Smith was once again ready to expand by 1935. He took advantage of the boom in automobile ownership by opening drive-in theaters in Detroit and Cleveland. These ventures were described as the first successful drive-ins in the United States. Smith called his new business Midwest, and the drive-ins were dubbed Midwest Drive-In Theaters. By the 1940s the circuit of theaters expanded into Illinois and other neighboring states. By the 1950s the company had built fifty-three drive-in theaters throughout the United States, all of which were modestly profitable.

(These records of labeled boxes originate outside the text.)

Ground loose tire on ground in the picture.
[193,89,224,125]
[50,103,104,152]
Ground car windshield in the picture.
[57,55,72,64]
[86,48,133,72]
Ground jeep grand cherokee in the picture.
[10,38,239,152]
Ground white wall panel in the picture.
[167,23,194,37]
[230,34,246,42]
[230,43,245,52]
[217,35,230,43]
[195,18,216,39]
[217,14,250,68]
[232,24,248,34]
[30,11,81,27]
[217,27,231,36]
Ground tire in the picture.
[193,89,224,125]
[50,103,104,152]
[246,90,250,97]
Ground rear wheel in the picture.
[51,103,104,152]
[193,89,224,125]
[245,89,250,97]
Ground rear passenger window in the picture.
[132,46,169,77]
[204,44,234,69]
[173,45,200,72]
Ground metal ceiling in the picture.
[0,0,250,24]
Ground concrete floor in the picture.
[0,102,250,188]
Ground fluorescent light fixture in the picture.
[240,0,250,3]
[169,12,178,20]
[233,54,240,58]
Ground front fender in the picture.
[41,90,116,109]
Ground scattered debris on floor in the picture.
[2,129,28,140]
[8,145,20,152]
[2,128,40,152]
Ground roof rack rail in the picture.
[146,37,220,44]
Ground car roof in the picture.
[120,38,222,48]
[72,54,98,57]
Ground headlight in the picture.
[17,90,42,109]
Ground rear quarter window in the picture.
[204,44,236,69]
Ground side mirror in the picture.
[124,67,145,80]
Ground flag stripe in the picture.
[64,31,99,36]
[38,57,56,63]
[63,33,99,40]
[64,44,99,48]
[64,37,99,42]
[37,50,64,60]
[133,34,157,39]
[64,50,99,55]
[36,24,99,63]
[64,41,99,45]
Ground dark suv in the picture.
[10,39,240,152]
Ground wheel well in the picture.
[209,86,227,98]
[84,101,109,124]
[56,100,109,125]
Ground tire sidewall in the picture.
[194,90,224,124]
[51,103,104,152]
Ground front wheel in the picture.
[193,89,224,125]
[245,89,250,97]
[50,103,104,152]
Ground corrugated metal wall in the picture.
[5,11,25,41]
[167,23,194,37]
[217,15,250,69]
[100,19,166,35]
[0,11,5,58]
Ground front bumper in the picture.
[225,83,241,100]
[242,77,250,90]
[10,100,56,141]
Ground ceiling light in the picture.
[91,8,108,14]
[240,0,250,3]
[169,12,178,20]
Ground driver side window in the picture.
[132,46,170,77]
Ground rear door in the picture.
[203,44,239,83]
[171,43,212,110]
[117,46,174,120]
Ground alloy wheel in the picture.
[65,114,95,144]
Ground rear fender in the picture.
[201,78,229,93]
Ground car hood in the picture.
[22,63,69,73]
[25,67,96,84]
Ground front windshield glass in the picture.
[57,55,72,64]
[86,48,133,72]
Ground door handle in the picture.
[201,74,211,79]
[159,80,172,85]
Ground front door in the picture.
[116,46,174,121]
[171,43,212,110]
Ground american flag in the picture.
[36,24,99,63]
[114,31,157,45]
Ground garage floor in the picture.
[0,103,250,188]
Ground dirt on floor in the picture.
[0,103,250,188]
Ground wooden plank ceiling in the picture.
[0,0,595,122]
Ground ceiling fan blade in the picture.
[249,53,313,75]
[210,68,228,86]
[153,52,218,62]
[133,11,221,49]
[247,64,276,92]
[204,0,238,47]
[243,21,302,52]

The increasing popularity of television led to a decline in box office sales, as suburbanites became less willing to travel to the city for entertainment. In 1951 Smith decided to open a theater in a newly constructed suburban shopping center—the suburban equivalent of "downtown." As the first shopping-center-based movie theater in the nation, the new Massachusetts theater benefited from the free mall parking. Other theater businesses soon caught on to this idea, and of the approximately 180 indoor theaters built in 1961 and 1962, one-third were in shopping malls. In 1964 the company was renamed General Cinema Corporation, and by 1970 it was the largest shopping center theater chain in the country. Smith branched out in the 1950s to protect the company from a potential downturn in the cinema industry. He opened a chain of restaurants called Richard's Drive-Ins and a series of coffee shops called Amy Joe's Pancake Houses. General Cinema also opened several bowling alleys later in the decade. In 1960 the company went public on the New York Stock Exchange, and it began acquiring bottling franchises, including a Pepsi bottling operation, later in the 60s.